After a food pit stop, it’s time for the dream-pop of Fazerdaze. It’s nice to finally see the girl who leaves you absorbed into her jangling trance in your bedroom. She pulls us in with the lulling sounds of ‘Lucky Girl’, and keeps up the pensive tones in ‘Jennifer’. With the sun still shining outside, Amelia Murray’s summery allure makes the hope of good weather in the festival fields feel less of a fantasy by the second.
The faint sound of a 90s funk disco inside the other room at Beckett’s Students Union draws us in for boogie. The sight of the Brummie duo Ekkah’s synchronised dancing coerces the crowd to follow suit and hound out those not joining in.
Forget when James Franco and Seth Rogan told us disco sucks, they’re far from the truth. There’s iridescent glitter, dazing harmonies and electro melodies even Prince and Chic would be jealous of.
Far from the glitzy delights of Ekkah, the “diarrhoea rollercoaster” of Francobollo hits as soon as you enter the Brudenell Games Room.

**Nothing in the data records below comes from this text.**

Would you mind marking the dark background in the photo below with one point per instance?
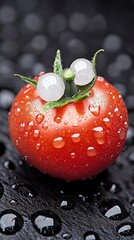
(30, 33)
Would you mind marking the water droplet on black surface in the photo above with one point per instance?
(10, 222)
(58, 142)
(91, 236)
(25, 190)
(126, 229)
(6, 98)
(46, 223)
(9, 165)
(2, 148)
(67, 204)
(113, 209)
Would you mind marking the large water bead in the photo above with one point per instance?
(50, 87)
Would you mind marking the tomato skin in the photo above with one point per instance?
(76, 141)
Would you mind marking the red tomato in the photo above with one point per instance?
(72, 142)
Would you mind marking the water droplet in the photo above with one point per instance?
(46, 223)
(126, 124)
(67, 204)
(58, 142)
(10, 222)
(122, 133)
(39, 118)
(24, 189)
(126, 229)
(112, 187)
(113, 209)
(66, 235)
(13, 202)
(99, 135)
(75, 125)
(76, 137)
(73, 155)
(36, 133)
(91, 152)
(107, 122)
(21, 127)
(65, 122)
(17, 142)
(17, 111)
(95, 110)
(30, 125)
(45, 126)
(9, 165)
(57, 119)
(26, 134)
(38, 146)
(1, 190)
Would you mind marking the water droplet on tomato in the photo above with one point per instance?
(65, 122)
(57, 119)
(126, 229)
(91, 236)
(116, 111)
(36, 133)
(45, 126)
(10, 222)
(67, 204)
(21, 127)
(66, 235)
(17, 142)
(76, 137)
(91, 152)
(95, 110)
(107, 122)
(122, 133)
(99, 135)
(58, 142)
(73, 155)
(26, 134)
(113, 209)
(46, 223)
(100, 79)
(110, 114)
(39, 118)
(38, 146)
(30, 125)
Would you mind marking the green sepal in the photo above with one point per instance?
(28, 80)
(82, 91)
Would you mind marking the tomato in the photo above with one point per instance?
(75, 141)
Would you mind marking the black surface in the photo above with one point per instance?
(97, 209)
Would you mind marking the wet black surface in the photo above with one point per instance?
(34, 205)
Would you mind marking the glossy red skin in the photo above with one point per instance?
(71, 160)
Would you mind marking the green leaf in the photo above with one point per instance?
(57, 63)
(28, 80)
(82, 93)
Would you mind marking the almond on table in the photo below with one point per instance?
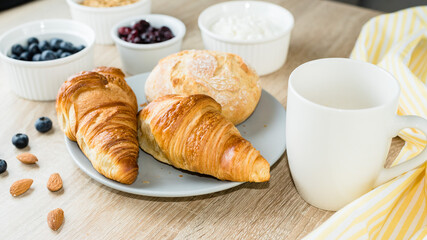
(21, 186)
(54, 183)
(55, 218)
(27, 158)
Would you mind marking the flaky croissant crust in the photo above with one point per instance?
(190, 133)
(98, 110)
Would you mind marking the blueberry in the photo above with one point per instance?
(44, 45)
(14, 56)
(48, 55)
(43, 124)
(17, 49)
(3, 166)
(34, 49)
(124, 31)
(58, 53)
(20, 140)
(55, 43)
(78, 49)
(32, 40)
(25, 56)
(36, 57)
(65, 54)
(66, 46)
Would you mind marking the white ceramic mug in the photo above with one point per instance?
(341, 117)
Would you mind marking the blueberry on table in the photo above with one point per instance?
(58, 53)
(43, 124)
(25, 56)
(44, 45)
(55, 43)
(66, 46)
(48, 55)
(17, 49)
(36, 57)
(14, 56)
(3, 166)
(34, 49)
(32, 40)
(20, 140)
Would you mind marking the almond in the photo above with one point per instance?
(54, 183)
(20, 186)
(55, 218)
(27, 158)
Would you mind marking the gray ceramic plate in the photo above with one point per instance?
(265, 129)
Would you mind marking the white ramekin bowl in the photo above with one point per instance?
(140, 58)
(102, 19)
(266, 55)
(41, 80)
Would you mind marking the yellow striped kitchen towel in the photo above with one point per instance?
(397, 209)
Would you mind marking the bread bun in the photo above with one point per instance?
(222, 76)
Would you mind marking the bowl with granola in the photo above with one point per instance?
(102, 15)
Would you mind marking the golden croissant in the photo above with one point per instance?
(190, 133)
(98, 110)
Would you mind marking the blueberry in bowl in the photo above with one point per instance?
(44, 50)
(38, 75)
(20, 140)
(145, 39)
(142, 32)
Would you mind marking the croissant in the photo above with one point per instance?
(98, 110)
(189, 132)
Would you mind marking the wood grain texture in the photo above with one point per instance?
(270, 210)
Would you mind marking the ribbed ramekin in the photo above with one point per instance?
(265, 55)
(101, 20)
(41, 80)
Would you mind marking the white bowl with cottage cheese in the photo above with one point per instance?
(257, 31)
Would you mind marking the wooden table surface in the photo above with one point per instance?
(272, 210)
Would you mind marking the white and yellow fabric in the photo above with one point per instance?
(397, 209)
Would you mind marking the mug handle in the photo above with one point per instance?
(402, 122)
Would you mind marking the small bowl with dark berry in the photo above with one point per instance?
(142, 41)
(39, 56)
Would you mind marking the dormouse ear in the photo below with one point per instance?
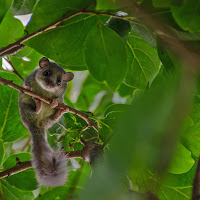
(68, 76)
(44, 62)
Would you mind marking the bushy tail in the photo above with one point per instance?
(50, 166)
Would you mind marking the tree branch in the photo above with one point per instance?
(84, 116)
(14, 70)
(196, 183)
(13, 48)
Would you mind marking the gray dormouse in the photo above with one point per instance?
(49, 80)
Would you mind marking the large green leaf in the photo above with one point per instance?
(11, 193)
(144, 62)
(187, 15)
(4, 6)
(22, 7)
(182, 161)
(10, 29)
(140, 141)
(11, 127)
(105, 55)
(65, 44)
(24, 180)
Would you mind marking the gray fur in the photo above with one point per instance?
(50, 166)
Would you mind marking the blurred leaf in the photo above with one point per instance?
(10, 122)
(144, 33)
(182, 161)
(145, 63)
(105, 55)
(4, 6)
(195, 111)
(55, 193)
(174, 193)
(180, 180)
(67, 42)
(10, 29)
(187, 15)
(191, 139)
(109, 123)
(1, 151)
(161, 3)
(22, 7)
(11, 193)
(138, 142)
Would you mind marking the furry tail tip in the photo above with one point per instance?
(52, 172)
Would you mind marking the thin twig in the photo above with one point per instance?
(16, 169)
(196, 183)
(84, 116)
(27, 144)
(14, 70)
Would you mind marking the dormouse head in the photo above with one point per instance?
(52, 77)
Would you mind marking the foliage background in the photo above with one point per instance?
(129, 79)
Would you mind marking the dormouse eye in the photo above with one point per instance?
(47, 73)
(59, 80)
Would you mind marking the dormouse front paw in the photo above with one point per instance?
(53, 103)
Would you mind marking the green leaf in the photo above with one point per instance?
(120, 26)
(11, 160)
(4, 6)
(67, 42)
(125, 91)
(144, 33)
(187, 15)
(48, 11)
(144, 63)
(161, 3)
(182, 161)
(116, 108)
(1, 151)
(11, 193)
(195, 111)
(191, 139)
(105, 55)
(22, 7)
(11, 127)
(175, 193)
(56, 193)
(180, 180)
(24, 180)
(10, 29)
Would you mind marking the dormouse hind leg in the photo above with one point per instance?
(38, 102)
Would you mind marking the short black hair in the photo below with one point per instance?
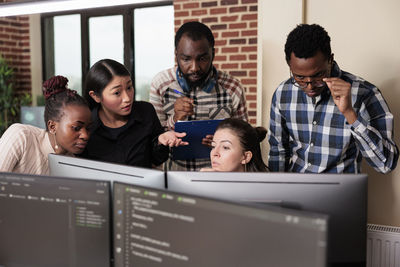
(196, 31)
(306, 40)
(100, 75)
(58, 96)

Their slips between frantic, jagged hooks and composed, soothing breathers go down a storm. ‘Kinky Lola’ gets too much for them, with shirts getting ripped off in unison with the closing beats.

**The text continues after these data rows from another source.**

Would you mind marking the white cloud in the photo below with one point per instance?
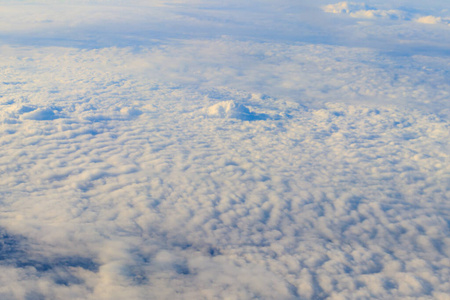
(225, 167)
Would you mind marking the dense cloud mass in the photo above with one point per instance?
(211, 150)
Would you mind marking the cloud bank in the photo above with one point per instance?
(198, 166)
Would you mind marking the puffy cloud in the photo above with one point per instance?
(223, 168)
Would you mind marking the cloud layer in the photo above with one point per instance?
(190, 165)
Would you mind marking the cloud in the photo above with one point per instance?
(362, 11)
(222, 166)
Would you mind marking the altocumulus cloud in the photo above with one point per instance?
(221, 167)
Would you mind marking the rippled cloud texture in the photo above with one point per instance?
(224, 150)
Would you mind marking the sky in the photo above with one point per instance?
(224, 150)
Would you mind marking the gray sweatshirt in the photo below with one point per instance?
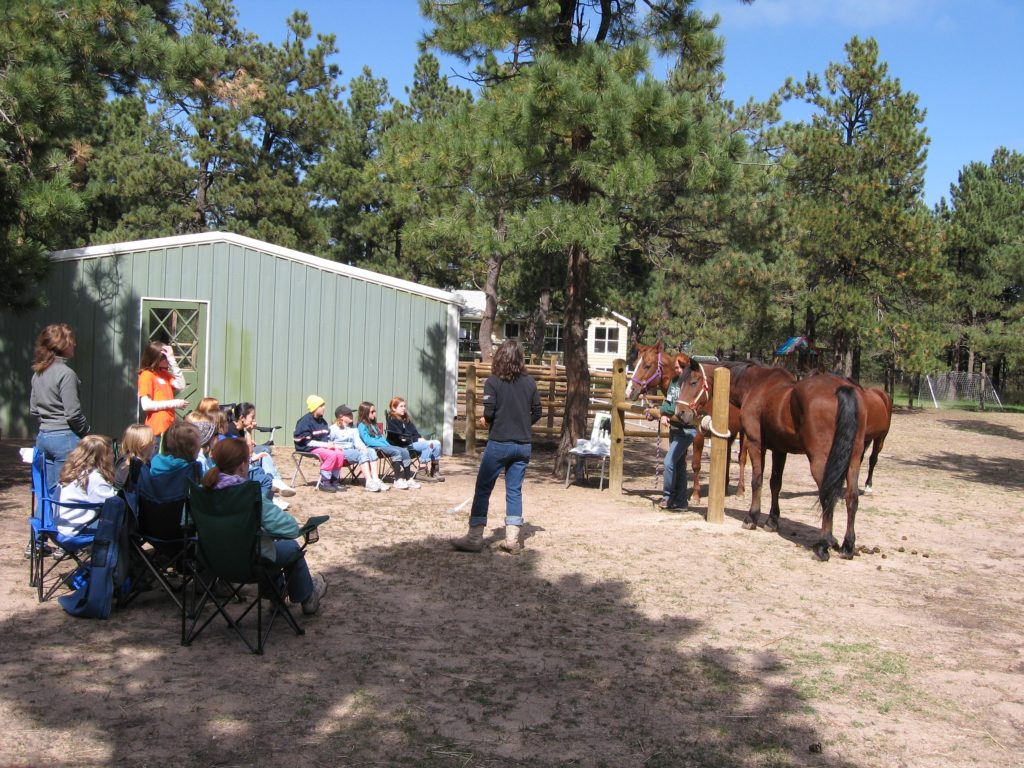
(54, 399)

Ditties about having “Good Times” and everything being “Wonderful” entice the crowd to be on the crazy Swedes (and one outnumbered Brit) side. One brave lad gets pushed into the air, amazing frontman Simon Nilsson so much he stops in his tracks to go shake his hand. Their end is as full of life as their start. These guys really don’t give a shit, and that’s what makes them so great. They’re all about having a laugh.

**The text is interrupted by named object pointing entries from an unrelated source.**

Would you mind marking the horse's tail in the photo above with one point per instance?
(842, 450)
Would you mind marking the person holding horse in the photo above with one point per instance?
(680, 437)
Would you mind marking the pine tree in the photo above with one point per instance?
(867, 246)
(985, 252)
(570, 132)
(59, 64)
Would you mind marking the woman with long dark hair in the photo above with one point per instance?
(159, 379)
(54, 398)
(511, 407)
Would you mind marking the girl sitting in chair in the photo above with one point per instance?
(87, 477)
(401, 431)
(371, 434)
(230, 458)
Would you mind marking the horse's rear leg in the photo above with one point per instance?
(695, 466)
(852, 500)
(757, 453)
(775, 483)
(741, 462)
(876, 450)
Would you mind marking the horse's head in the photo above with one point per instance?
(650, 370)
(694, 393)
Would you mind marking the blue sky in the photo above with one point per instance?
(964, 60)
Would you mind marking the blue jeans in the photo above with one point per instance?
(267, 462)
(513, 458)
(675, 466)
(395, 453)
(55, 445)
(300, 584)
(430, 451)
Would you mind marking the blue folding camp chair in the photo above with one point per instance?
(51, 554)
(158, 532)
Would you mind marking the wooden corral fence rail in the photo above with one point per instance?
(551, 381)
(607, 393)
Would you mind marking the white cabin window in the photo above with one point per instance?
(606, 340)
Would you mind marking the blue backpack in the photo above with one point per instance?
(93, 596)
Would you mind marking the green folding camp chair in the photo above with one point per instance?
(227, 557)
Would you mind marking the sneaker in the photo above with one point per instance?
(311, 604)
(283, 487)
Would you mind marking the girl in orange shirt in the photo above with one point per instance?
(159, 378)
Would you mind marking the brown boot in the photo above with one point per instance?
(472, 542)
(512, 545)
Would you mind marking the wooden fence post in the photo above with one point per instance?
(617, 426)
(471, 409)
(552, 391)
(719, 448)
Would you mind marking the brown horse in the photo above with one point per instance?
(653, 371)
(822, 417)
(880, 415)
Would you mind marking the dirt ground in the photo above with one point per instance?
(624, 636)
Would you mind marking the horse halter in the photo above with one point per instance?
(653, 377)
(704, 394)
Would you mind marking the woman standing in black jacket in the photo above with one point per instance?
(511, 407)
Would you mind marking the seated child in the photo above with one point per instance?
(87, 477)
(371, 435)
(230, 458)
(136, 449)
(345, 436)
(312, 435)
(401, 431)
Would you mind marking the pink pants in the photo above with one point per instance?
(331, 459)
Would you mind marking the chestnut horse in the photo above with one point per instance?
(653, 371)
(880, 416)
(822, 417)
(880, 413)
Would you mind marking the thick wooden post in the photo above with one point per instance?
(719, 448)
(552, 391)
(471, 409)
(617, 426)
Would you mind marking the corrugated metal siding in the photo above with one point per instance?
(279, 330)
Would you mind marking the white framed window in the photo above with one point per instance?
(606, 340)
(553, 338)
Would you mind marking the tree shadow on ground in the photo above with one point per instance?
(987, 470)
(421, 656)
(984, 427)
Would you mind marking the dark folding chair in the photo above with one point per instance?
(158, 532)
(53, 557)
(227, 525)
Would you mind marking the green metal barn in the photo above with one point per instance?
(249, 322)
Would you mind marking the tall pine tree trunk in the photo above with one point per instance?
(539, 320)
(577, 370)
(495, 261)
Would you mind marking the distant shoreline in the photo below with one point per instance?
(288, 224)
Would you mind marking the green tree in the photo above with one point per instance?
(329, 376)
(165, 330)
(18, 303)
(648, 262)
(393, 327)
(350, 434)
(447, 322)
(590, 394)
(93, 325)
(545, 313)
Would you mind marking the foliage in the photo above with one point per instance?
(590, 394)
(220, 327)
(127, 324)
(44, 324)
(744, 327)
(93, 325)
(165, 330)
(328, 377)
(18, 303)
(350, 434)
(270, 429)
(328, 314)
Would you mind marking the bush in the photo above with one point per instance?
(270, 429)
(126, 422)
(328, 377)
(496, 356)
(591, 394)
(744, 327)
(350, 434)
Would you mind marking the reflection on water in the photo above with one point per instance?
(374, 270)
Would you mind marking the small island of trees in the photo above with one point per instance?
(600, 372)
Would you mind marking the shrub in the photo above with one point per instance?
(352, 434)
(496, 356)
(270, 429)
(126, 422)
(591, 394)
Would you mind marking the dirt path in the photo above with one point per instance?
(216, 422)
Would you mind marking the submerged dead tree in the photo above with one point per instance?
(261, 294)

Once again the call of dance pulls us into see someone new. Showcasing their off-kilt indie pop are Northampton-duo Ginger Snaps. Sample-heavy beats, psych riffs and catchy harmonies are what you need to get yourselves moving. It’s everything that shouldn’t work all shoved together is such a way that it’s made to work.
Not afraid to immerse himself into the spread out crowd, singer Jay Brook jumps off stage to get everyone as high on the sweat gauge as he is and try his luck at taking a swig from someone’s (aka my) drink. He chose the wrong person there. Gigslutz apologises.
The dark, sweaty Key Club can’t handle the rumours spreading about Idles’ raucous performances. The venue gets packed out as fans pile in keen to get a taste of the Bristol post punk quintet. Bodies bouncing in all directions with stage diving and crowd surfing aplenty and it’s a wonder my camera made it out in one piece. Catch them while you can at these small venues.
“Are we ready?” asks vocalist Rakel Mjöll, before launching in the “hey hey heys” of ‘Hey Heartbreaker. Half an hour of infectious tunes and guitar riffs. Dream Wife are on top form again’.
The fresh electronic sounds of Haus brandish themselves in Headrow House. With the room packed nearing capacity, the London boys head out to soak up all the love Leeds has to offer. Their atypical beats collide with the soulful vocals of Ashley Mulimba, making their dynamic take on indie rock cause one last party.
There’s no space to be had on the pews or surrounding floor as fans eagerly await Gabrielle Aplin’s closing set at Holy Trinity Church. The singer songwriter flies solo tonight on her acoustic guitar and keyboard with occasional backing fills from keen fans in the audience! Nothing but a beautiful set.
The main thing about Live At Leeds the flaunting of new acts across the line-up. They want you to discover new music, and make it as easy as possible. A headliner at 3pm so a smaller band will catch their fans afterwards? That’s standard. If you’re a fan of uncovering new talent, then this is the place to be. 11 years strong, and Live At Leeds is still one of the best festivals you’ll ever be a part of.